As atuações são muito boas também, são sutis, poucos diálogos, mas acabam se destacando e dando a importância necessária para a narrativa. Christian Friedel é ótimo, conseguindo exprimir essa frieza do personagem em relação ao seu emprego, à forma qual pensa e sua maldade em meio ao simples. Você vendo aquele cara com uma esposa e uma porrada de filhos sendo normal, tratado como um cara com emprego, chega a ser bizarro, sendo que era isso mesmo na essência. Não era um emprego digno na questão humanitária, ele matou muita gente, mas ainda era o trampo (não é uma defesa, é só uma reflexão). Essa sutileza não é banal igual muitos pensam, que nem eu falei, é a naturalidade dos absurdos e maldades que ele diz que deixa mais cruel, o Friedel tem uma atuação tão calma e convicta que dá para pegar raiva do ator na vida real por conta dela, a forma como ele se refere ao que ele faz e como ele diz que só pensa como cremaria as pessoas escancara o quão maldoso ele era. Sandra Hüller é uma das melhores coadjuvantes da temporada ao trazer essa esposa que prioriza o estilo de vida à carreira do marido, gostando de viver naquele local e tentando deixar o campo de concentração como apenas uma paisagem fantasma, ela tenta sempre parecer uma mulher atraente, rica, boa mãe e esposa, e que passa essa sensação de donzela perfeitamente. Ela também tem sua crueldade, não é nenhuma santa, ela se denominando "rainha de Auschwitz" me deu um medo genuíno.

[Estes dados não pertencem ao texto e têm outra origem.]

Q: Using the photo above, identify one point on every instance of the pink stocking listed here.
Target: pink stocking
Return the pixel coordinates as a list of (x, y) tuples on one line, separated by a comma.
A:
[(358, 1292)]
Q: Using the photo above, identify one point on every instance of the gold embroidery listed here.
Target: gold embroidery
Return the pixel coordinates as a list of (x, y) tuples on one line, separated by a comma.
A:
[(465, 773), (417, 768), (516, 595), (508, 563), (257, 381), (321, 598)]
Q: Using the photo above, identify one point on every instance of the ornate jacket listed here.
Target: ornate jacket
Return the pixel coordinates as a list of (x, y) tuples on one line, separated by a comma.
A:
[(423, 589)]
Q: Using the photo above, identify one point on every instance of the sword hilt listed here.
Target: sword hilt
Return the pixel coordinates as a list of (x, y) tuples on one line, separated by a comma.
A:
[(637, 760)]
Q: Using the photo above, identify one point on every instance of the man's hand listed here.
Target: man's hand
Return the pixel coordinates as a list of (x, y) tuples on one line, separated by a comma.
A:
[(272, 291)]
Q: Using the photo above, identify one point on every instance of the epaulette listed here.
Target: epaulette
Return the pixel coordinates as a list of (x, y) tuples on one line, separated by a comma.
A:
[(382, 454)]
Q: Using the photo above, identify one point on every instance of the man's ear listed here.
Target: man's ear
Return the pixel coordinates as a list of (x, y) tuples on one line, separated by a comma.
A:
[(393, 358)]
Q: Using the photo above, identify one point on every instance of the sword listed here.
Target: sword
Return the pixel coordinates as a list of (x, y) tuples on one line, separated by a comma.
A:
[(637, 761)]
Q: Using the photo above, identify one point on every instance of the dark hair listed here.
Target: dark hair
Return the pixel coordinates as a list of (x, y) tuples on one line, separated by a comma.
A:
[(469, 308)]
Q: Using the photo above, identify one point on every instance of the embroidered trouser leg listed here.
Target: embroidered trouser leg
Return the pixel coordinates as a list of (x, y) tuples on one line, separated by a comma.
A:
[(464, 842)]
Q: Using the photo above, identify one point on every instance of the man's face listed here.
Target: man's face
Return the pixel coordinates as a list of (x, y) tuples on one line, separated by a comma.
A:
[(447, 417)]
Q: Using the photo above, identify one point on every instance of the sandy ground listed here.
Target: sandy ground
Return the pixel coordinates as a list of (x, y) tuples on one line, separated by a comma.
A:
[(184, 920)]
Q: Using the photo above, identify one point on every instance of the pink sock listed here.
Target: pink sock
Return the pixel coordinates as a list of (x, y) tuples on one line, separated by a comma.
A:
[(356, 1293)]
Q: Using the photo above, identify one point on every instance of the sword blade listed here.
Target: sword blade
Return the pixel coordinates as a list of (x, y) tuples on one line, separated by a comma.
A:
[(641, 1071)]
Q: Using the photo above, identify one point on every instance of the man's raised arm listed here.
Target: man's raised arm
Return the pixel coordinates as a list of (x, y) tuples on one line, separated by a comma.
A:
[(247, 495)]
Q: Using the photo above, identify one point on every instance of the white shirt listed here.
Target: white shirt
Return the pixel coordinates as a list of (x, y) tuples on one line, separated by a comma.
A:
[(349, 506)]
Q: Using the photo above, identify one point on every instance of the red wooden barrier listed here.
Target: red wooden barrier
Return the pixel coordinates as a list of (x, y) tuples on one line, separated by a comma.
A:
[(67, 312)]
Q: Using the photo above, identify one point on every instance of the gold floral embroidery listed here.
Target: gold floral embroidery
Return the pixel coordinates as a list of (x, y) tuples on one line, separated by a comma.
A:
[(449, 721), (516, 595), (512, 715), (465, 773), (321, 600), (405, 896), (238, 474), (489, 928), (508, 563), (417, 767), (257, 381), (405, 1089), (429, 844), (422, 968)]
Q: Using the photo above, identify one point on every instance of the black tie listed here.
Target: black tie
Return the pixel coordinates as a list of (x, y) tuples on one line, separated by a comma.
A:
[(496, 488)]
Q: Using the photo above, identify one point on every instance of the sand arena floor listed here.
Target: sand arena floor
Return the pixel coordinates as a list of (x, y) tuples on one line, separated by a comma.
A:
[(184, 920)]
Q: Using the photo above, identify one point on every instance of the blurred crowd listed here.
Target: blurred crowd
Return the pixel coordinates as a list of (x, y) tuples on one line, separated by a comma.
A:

Dá para se dizer que é o melhor filme da temporada sobre um homem na Segunda Guerra Mundial que liderou um projeto cujo no final matou muita gente (chupa Oppenheimer). Brincadeiras à parte (na real, não é brincadeira não, é muito melhor que Oppenheimer mesmo, não existe nem comparação para mim), "Zona de Interesse" não é só um filme, é uma experiência, é experienciar da maneira mais crua, dúbia e perturbadora possível, tudo isso sendo levado ao máximo com ajuda de diálogos frios e chocantes, atuações boas que trazem uma normalidade ao mesmo tempo que a crueldade (um puro suco de sociopatia), trilha sonora assombrosa, design sonoro bizarramente assustador, parte técnica que causa um desconforto. Honestamente, é um dos meus favoritos da temporada, não é para todo mundo, seja pelo ritmo ou pela forma de storytelling, mas me impactou, honestamente acho que esse é o filme que mais me assustou na vida e nem é um terror propriamente dito. Não sei se recomendo assistir porque é um filme difícil, mas eu realmente achei uma experiência interessante (novamente, sem trocadilho).